Mariano Artigas (Zaragoza, 1938), sacerdote, doctor en Física y en Filosofía,
tiene la competencia precisa para abordar la cuestión. Profesor de Filosofía
de la Naturaleza en la Universidad de Navarra, ha publicado trece libros sobre
las relaciones entre ciencia, filosofía y teología. Entre sus obras destacan
Filosofía de la ciencia experimental, La inteligibilidad de la naturaleza o El
desafío de la racionalidad. El título -deliberadamente provocativo, dice el
autor- de su último libro está tomado de Séneca, que respondió así esa
pregunta eterna: "¿Qué es Dios? La mente del universo. ¿Qué es Dios? El
todo que ves y el todo que no ves". Artigas usa la misma fórmula, pero no
en sentido panteísta: se refiere a Dios como "la mente del universo"
para expresar que la naturaleza posee racionalidad, información y creatividad.
La ciencia experimental, señala el autor, no debería
ser utilizada como base de perspectivas reduccionistas o cerradas al espíritu,
puesto que incluye no sólo un conocimiento acerca de los hechos, sino también
las condiciones necesarias para que se dé ese conocimiento. Tales condiciones
pueden ser consideradas, según Artigas, como supuestos cuyo análisis
constituye una tarea filosófica y teológica. A través de ese análisis pueden
encontrarse los puentes de diálogo o, si se prefiere, las claves necesarias
para superar los escollos que suelen presentarse al tratar aquellas cuestiones
en que se hallan implicadas tanto las ciencias experimentales, como la fe o la
ciencia teológica.
Al considerar las condiciones que hacen posible el conocimiento y el progreso
científicos, Artigas centra su atención en tres supuestos generales: la
racionalidad del universo (supuesto ontológico), relacionada con el orden de la
naturaleza; la capacidad humana para conocer ese orden (supuesto epistemológico),
que incluye las diversas modalidades de la argumentación científica, y los
valores implicados por la actividad científica (supuesto ético), que incluye
aspectos como la búsqueda de la verdad o el servicio a los demás. El análisis
de dichos supuestos -siempre con los resultados de la ciencia contemporánea,
como telón de fondo- puede proporcionar, según Artigas, una clave valiosa para
comprender el significado del progreso científico y, por tanto, su alcance teológico.

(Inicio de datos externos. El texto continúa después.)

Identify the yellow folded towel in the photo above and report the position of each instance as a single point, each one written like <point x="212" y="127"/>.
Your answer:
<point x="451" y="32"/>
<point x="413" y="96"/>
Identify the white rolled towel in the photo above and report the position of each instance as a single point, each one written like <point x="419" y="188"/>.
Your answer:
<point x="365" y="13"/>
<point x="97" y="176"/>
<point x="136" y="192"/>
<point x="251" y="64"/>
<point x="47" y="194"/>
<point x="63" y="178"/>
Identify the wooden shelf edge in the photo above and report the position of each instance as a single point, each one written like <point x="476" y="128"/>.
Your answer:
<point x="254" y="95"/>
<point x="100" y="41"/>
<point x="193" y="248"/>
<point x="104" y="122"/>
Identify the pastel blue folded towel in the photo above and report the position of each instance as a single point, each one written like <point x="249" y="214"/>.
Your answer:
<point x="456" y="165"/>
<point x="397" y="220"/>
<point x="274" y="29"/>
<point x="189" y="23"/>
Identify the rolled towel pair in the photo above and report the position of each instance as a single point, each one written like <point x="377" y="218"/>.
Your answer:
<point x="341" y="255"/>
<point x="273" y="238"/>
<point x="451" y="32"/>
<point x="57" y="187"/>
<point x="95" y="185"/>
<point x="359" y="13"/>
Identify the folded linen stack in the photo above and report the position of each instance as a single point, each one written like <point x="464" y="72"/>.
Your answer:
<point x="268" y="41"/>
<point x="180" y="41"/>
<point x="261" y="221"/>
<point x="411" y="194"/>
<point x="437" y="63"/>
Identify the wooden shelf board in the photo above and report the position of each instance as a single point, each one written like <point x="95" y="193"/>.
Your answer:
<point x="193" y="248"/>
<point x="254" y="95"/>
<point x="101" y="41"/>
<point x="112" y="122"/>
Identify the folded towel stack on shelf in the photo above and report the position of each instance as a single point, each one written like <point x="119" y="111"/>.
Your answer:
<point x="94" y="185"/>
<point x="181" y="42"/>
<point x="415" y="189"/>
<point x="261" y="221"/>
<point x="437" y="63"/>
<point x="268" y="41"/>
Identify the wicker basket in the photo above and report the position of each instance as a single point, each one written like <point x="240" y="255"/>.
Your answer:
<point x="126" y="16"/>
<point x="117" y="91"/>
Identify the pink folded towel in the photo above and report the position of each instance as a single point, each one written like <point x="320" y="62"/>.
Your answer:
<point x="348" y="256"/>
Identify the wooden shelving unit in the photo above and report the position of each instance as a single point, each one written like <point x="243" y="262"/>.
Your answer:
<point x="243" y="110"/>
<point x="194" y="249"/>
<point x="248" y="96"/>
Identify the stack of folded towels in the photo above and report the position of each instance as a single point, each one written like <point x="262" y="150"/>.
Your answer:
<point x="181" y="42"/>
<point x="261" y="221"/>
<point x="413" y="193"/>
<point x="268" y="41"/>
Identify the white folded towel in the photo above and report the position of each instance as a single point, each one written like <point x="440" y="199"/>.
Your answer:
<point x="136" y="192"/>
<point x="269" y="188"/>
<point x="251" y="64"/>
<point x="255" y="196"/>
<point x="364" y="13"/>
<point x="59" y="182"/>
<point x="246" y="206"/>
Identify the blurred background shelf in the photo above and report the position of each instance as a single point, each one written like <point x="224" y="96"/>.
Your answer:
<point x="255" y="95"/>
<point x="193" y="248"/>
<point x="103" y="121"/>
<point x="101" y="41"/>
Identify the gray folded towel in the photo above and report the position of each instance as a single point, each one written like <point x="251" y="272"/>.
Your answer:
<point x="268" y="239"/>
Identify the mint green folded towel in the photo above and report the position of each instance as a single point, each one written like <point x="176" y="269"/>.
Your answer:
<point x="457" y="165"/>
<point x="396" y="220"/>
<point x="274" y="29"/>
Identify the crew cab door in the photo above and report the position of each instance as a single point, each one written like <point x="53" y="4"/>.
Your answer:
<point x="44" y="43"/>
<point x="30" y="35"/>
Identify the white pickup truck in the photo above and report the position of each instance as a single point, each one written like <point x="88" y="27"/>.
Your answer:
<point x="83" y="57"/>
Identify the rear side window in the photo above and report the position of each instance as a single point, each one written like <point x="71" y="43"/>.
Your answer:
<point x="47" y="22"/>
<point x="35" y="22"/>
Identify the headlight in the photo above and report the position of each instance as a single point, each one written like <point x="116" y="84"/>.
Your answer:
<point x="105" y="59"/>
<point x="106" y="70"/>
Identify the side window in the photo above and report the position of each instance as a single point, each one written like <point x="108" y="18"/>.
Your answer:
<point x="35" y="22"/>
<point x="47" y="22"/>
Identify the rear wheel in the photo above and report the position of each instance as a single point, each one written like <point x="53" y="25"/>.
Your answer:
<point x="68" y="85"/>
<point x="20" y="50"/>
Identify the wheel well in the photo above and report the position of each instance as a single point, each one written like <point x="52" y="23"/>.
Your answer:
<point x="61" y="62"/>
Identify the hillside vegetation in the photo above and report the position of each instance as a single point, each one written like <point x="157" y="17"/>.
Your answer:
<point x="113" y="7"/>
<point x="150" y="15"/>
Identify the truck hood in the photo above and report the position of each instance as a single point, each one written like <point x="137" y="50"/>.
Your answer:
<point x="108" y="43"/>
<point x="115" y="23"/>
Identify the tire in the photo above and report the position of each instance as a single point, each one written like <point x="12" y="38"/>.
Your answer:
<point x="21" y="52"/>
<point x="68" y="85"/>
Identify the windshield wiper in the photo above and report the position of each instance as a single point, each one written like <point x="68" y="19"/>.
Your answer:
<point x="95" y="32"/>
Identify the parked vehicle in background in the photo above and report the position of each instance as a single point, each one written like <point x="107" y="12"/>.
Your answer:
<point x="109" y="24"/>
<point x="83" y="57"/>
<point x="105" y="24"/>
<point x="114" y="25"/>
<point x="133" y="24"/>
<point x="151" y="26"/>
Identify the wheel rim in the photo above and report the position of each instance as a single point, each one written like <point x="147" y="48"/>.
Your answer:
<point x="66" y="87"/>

Fuera del alcance de la ciencia
Las circunstancias concretas de la ciencia y de la epistemología tal como se
encuentran al final del siglo XX parecen brindar una base muy interesante para
dar solidez al argumento que desarrolla Artigas. "La ciencia experimental
-advierte el autor- por sí sola nunca llegará hasta Dios, hasta la acción
divina, hasta las dimensiones espirituales del ser humano o las leyes morales,
porque estas realidades caen fuera de los objetivos de esa ciencia y no pueden
ser estudiadas utilizando el método de la contrastación experimental".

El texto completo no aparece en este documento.